Pardon my snark, but it seems like a medical doctor finally got around to applying something they learned in immunology besides "Throw more antibiotics at it". My attitude harkens back to when I worked at a university lab. The cross talk between med and grad students was very low to none at all. At times they were completely oblivious of each other.

Then I remind myself, even Mendel's work sat ignored for decades. So it goes.

This procedure doesn't appear to lower the mortality rate, but in the control group, the patients were dropping like flies, so a larger sample might be needed to detect an effect.

Why would the high mortality rate in the control group obscure an effect? Wouldn't that make you more likely to see an effect on mortality than if only a few of the controls were dying?
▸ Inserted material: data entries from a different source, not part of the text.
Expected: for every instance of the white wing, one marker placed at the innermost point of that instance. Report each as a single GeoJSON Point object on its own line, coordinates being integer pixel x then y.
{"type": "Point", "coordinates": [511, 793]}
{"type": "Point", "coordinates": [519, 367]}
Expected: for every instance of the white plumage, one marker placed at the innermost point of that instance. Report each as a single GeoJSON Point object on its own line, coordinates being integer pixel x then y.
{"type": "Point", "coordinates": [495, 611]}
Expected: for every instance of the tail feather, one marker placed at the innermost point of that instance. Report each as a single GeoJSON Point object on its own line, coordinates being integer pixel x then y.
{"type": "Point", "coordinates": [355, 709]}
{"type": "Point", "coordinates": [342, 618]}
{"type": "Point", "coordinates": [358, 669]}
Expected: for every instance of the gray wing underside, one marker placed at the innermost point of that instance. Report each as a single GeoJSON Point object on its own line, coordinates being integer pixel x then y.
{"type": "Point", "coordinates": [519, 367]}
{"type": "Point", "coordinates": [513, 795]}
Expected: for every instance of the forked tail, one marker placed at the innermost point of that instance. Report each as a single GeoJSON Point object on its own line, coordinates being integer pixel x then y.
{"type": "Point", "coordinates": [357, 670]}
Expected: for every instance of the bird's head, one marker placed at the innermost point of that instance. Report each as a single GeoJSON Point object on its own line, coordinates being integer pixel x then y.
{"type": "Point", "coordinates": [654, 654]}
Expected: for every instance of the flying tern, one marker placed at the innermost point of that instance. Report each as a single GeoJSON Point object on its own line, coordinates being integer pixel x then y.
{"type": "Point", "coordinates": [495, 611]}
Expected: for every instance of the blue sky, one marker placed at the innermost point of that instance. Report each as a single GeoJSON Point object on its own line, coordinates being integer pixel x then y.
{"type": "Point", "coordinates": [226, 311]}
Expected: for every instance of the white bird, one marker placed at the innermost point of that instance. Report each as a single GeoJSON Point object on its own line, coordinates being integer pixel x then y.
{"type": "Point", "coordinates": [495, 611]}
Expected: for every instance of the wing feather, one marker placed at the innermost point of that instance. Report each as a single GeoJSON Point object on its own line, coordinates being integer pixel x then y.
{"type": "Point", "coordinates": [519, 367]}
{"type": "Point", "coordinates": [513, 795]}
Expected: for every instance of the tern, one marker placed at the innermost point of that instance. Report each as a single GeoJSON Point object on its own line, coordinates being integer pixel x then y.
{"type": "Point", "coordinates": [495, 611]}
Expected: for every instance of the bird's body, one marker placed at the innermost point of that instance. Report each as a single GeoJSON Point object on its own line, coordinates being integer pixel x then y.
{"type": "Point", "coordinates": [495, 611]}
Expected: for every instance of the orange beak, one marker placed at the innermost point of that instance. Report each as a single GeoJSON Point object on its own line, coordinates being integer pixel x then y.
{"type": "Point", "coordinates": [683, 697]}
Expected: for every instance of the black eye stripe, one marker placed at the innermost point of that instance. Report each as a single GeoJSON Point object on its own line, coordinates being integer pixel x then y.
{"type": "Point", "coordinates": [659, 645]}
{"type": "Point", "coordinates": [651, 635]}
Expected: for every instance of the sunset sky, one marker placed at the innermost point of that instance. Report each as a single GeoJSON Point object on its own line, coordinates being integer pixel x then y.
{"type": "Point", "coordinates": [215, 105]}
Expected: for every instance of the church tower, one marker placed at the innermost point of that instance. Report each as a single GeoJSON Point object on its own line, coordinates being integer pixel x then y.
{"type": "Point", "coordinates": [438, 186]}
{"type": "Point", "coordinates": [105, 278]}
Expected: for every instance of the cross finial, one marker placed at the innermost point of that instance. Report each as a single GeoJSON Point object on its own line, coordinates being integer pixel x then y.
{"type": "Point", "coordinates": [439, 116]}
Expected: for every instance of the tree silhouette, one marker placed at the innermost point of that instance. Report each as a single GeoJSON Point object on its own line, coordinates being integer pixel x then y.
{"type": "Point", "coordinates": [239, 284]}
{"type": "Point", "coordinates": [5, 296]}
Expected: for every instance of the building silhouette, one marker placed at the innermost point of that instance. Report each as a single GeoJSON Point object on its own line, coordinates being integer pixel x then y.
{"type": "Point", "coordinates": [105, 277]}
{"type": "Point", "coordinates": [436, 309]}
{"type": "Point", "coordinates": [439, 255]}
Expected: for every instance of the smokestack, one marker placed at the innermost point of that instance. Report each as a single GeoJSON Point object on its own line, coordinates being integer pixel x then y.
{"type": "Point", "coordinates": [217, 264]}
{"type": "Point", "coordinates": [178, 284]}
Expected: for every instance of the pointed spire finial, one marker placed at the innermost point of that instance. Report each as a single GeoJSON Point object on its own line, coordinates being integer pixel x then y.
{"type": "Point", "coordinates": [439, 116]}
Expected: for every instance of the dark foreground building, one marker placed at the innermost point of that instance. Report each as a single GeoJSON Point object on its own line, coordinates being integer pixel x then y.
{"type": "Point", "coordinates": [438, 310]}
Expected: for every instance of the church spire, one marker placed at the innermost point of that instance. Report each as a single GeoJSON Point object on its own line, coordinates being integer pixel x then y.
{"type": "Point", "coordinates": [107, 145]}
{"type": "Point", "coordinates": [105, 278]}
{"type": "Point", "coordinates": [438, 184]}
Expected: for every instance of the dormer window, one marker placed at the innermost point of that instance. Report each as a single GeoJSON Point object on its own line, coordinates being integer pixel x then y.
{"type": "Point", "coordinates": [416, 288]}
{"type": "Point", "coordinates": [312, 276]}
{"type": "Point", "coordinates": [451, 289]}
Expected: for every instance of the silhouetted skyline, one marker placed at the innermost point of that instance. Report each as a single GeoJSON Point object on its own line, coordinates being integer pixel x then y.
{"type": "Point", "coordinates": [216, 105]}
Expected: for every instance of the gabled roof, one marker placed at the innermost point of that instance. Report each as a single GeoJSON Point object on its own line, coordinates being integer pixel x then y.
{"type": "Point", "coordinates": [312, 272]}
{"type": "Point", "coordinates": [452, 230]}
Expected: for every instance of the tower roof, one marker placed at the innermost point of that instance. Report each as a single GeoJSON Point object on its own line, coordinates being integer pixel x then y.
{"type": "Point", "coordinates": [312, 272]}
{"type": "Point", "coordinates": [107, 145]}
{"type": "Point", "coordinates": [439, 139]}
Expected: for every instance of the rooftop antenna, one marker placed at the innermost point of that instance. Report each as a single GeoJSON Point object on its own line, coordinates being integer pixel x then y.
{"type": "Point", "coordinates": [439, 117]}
Do you know where I could find an explanation for a layperson of how the e-test is different from the slow test? It's not clear what the costs and benefits are of cutting out the culture step. Or how they eliminated the need for a standard inoculum size.

Shauna --

The biggest difference I can see from the abstract is that the slow test (standard procedure) takes 2-3 days to figure out what antibiotic to use. What they do now is take the most common bugs for VAP, compare it to the susceptibility profile of their institution (ideally, but probably rare in practice), and start anywhere from 2-5 antibiotics (IV) to cover what they guess it is and what it's susceptible to. Then they wait until the culture comes back, then the susceptibilities (which aren't always ordered in practice). By this time, the patient has gotten anywhere from 6 to 25 doses of antibiotics, maybe half of which were needed. Drugs aren't cheap, and the cost of the drug plus the pharmacist's time plus nursing time = $$$. In the ideal world, the physicians will stop the unneeded drugs. In the real world, pharmacists pester the docs until they stop the unneeded drugs.

For the rapid test described in the article, you take the gunk, plate it out, and drop antibiotic-laden strips onto it before even determining the type of bug you've got. So you find out, in a very quick and dirty way, what'll kill the bugs. Though, as Mike points out, there are a few questions left unanswered (like how to account for not having standard inoculum.) I would suspect they still performed a good C&S for confirmation, or they should.

The e-test is what is currently done, but only after they've done a 24-48-hour culture and isolated the specific bacterium/a. The difference is that this paper reports a rapid e-test without waiting for the culture.

So the cost-benefit analysis is that is saves drugs and saves money, and that it decreases (risk of) antimicrobial resistance by decreasing exposure to unnecessary antibiotics.

Okay, perhaps I'm looking for more of a scientifc explanation than a layman's. I'm writing up this story for a class and I want to understand it thoroughly.

They did perform a culture in addition to the e-test (I have the full article) in the e-test group, to see if there were errors picking what would work and what wouldn't. There were 20-something errors with the e-test but nearly all of them were for one particular bug (p. aeruginosa).

I guess it's just hard to understand why something this useful isn't widely practiced.

Shauna,

the method is novel because it cuts out the step of culturing each bacterium individually. That will save anywhere from 24-48 hours (depending on how fast the bacterium will go). Essentially, from the time the sample reaches the lab until you get a result will take 24 hours instead of 2-4 days. Regarding the E-test, it is really just a high tech version of the older disk diffusion method (the time for each is comparable). The E-test has the advantage that its results are comparable to other, liquid culture methods, whereas disk diffusion is not.